Saudi Arabia welcomed on Friday the verdict issued by Special Tribunal for Lebanon (STL) against agents of the terrorist Hezbollah militia, reported the Saudi Press Agency.
STL appeals judges on Thursday sentenced two Hezbollah members in absentia to life imprisonment for their role in the 2005 assassination of former Lebanese Prime Minister Rafik al-Hariri.
Saudi Arabia called on the international community to assume its responsibilities towards Lebanon and its fraternal people, who are suffering from the reckless terrorist practices of the Iran-backed Hezbollah.

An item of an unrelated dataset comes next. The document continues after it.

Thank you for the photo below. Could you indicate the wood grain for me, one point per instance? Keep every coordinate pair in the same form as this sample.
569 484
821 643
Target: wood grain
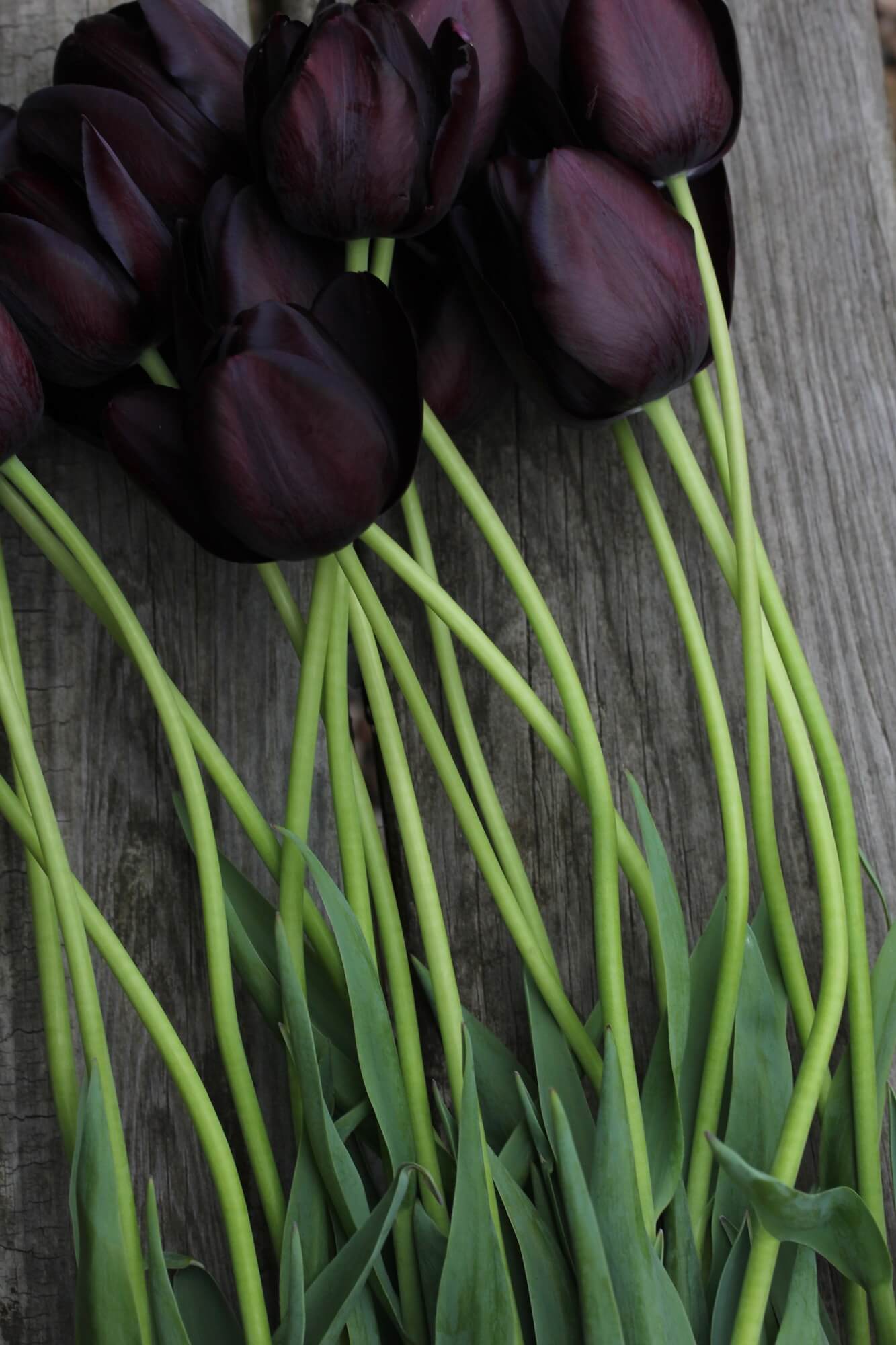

It urged the international community to implement international resolutions related to Lebanon that would arrest the suspects, who deliberately sought to claim innocent lives, sparking unprecedented upheaval in the fraternal country.
Arresting the suspects would help curb the successive crises that erupted in the country in recent decades due to their terrorist practices, it added.
The suspects remain at large.
Hariri served as prime minister of Lebanon five times following the 1975-90 civil war. He and 21 others died in a massive truck bomb on Feb. 14, 2005.
“The attack terrorized not only the direct victims but more generally the people of Lebanon,” STL presiding judge Ivana Hrdlickova said as she handed down the maximum sentence on Hassan Habib Merhi and Hussein Hassan Oneissi.
In March this year the appeals chamber reversed an earlier acquittal and found Merhi and Oneissi guilty of terrorism and murder.
In 2020, a lower trial chamber convicted a former member of Hezbollah, Salim Jamil Ayyash, for the bombing that killed the veteran politician and 21 others. Ayyash also received a life sentence in the trial which saw a prosecution case based almost entirely on mobile phone records.
The Lebanon tribunal was created by a 2007 UN Security Council resolution. It is funded by voluntary contributions and by the Lebanese government.
Thursday’s ruling concludes the court’s main case.
It is expected that the court, which has been plagued by a funding crisis in the past years, will close down with only minimal staffing to handle residual issues.